リーダーは発信力を持っていなくちゃならないということを、菅首相を見ていて改めて強く感じた。
何のためにメッセージを発信するのか、それは相手を動かすもしくは動かさないようにするためだ。
つまりこちらの頼みを受け入れてくれる状態にすること。
そのためには、相手を動かせるだけの発信力、会話力が必要だ。

首相に足りないものがどの程度あるのかわからないが、これが最も大きな足りないものだと断言はできる。

組織や立場を超えて

2021-01-08 07:47:06 | リーダー
さて。
2020年10月14日の記事として、ここに書いたプロジェクト。
私がすべてを主導して進めてきた。
その結果を少し記しておこう。

自己評価として、10点満点の9点といったところか。
他人の評価は知らない。
プロジェクトが動き出したのが9月末で、完了したのが12月中旬。
自信を持って言えるのは、これほどスピード感のある仕事ができる人間は、私の組織にはそうはいない。
たくさんの関係者との調整をし、関わる事業者との調整をしつつ、できるだけ早く仕上げる。
スピードだけで言えば、金メダルだ。
では、質はどうだったのか?
プロジェクトの結果のクオリティについては、すぐに判断できるものではない。
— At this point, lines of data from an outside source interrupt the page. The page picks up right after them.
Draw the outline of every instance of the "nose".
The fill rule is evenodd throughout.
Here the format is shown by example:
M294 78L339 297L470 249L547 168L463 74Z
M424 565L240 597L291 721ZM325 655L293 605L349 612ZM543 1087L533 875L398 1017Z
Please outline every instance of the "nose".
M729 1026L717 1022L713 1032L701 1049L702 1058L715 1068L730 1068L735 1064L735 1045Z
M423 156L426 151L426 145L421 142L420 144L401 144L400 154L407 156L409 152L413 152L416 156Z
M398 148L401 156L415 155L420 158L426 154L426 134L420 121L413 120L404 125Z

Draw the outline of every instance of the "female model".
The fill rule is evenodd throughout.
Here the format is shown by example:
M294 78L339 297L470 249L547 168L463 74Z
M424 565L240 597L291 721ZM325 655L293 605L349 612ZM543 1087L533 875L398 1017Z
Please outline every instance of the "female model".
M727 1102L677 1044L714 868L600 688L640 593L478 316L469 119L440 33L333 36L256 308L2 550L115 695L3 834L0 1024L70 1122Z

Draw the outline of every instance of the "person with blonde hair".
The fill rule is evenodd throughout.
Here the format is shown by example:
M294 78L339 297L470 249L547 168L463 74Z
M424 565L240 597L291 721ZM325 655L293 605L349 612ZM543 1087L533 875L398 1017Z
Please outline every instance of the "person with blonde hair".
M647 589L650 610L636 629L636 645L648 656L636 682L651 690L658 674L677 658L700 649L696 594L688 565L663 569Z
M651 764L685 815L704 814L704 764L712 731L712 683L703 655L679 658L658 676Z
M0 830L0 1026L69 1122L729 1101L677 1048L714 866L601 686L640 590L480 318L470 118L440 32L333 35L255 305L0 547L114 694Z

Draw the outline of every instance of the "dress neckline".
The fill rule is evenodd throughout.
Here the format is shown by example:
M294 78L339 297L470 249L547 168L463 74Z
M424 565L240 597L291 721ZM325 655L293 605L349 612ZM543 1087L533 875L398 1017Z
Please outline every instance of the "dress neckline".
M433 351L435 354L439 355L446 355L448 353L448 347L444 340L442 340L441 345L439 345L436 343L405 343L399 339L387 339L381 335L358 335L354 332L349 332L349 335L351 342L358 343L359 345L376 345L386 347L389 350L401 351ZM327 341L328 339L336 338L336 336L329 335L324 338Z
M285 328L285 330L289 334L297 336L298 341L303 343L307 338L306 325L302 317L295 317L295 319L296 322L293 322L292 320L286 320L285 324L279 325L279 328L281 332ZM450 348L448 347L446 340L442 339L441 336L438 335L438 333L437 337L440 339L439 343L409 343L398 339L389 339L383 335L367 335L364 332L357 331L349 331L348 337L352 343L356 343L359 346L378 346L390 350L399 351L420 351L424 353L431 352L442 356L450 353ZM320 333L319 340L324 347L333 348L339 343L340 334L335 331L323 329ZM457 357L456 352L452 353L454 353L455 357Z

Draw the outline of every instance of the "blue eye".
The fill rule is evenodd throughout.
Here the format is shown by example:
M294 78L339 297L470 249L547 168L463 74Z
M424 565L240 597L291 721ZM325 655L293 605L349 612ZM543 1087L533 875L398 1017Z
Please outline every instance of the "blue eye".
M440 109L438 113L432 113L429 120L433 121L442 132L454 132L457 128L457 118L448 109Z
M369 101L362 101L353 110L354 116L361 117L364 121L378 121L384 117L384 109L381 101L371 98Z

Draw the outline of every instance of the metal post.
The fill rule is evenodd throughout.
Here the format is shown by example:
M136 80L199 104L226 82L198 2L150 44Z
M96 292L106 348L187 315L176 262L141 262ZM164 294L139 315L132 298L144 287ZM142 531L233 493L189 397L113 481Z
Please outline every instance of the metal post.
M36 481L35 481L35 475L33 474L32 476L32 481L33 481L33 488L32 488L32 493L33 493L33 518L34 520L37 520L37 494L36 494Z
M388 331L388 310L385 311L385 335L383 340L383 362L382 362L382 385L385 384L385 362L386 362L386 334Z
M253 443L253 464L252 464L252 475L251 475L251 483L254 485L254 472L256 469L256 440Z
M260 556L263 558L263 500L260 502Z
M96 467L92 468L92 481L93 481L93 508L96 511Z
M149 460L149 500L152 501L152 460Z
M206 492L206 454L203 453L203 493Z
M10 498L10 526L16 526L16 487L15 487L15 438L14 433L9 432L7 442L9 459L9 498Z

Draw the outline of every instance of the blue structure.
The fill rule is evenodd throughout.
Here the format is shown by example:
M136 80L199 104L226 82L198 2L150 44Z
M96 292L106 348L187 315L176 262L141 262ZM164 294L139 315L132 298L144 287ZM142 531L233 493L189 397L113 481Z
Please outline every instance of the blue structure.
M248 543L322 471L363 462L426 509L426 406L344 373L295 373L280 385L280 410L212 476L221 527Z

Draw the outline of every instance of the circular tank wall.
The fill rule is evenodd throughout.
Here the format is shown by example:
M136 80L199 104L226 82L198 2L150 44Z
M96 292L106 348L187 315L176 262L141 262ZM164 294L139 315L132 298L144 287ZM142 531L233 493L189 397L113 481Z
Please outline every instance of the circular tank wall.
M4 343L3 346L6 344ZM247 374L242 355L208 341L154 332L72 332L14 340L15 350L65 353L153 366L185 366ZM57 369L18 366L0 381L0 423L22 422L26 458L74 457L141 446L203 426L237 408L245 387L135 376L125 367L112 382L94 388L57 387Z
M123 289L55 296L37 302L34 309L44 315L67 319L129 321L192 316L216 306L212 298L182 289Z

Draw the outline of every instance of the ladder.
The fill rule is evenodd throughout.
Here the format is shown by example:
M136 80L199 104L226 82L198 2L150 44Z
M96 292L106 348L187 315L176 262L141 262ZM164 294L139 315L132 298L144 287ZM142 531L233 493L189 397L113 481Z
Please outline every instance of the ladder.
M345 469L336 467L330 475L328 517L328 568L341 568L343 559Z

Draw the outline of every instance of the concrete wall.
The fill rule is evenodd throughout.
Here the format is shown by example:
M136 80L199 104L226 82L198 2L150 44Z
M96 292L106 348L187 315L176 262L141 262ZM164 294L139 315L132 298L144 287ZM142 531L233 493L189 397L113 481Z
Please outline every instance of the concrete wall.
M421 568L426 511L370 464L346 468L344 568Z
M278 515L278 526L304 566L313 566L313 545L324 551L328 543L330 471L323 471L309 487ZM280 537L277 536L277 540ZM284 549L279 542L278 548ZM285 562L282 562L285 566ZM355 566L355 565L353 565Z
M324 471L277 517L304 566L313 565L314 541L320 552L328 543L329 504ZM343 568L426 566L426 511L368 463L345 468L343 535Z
。
いずれ評価が出てくるだろう。
時間、費用、人材、様々な制約がある中でのプロジェクトの進行であったが、全力で向き合い、最低限の成果は出したと認識している。
少しだが新聞に掲載されたところを見ると、やってはいけないことではなかったのだろうと思う。

組織と立場を超えて約3ヶ月のプロジェクトを先導した。
協力的な現場の社員にやる気を奮い立たせてもらい、非協力的な管理職社員にフラストレーションを抱かされた。
やらたくていい仕事をやる私を笑っていた者もいるだろう。
テーマソングは中島みゆき氏のファイト!だった。
戦う私の姿を笑っていたのは、戦わない愚か者たち。戦えない臆病者たち。
笑いたければ笑うがいい、弱き者よ。
ずっとそんな気持ちで自らを鼓舞し続けた3ヶ月。
今は清々しい気持ちだ。
笑われても、何と思われようとも、正しいと思うことを貫き続けていきたいものだ。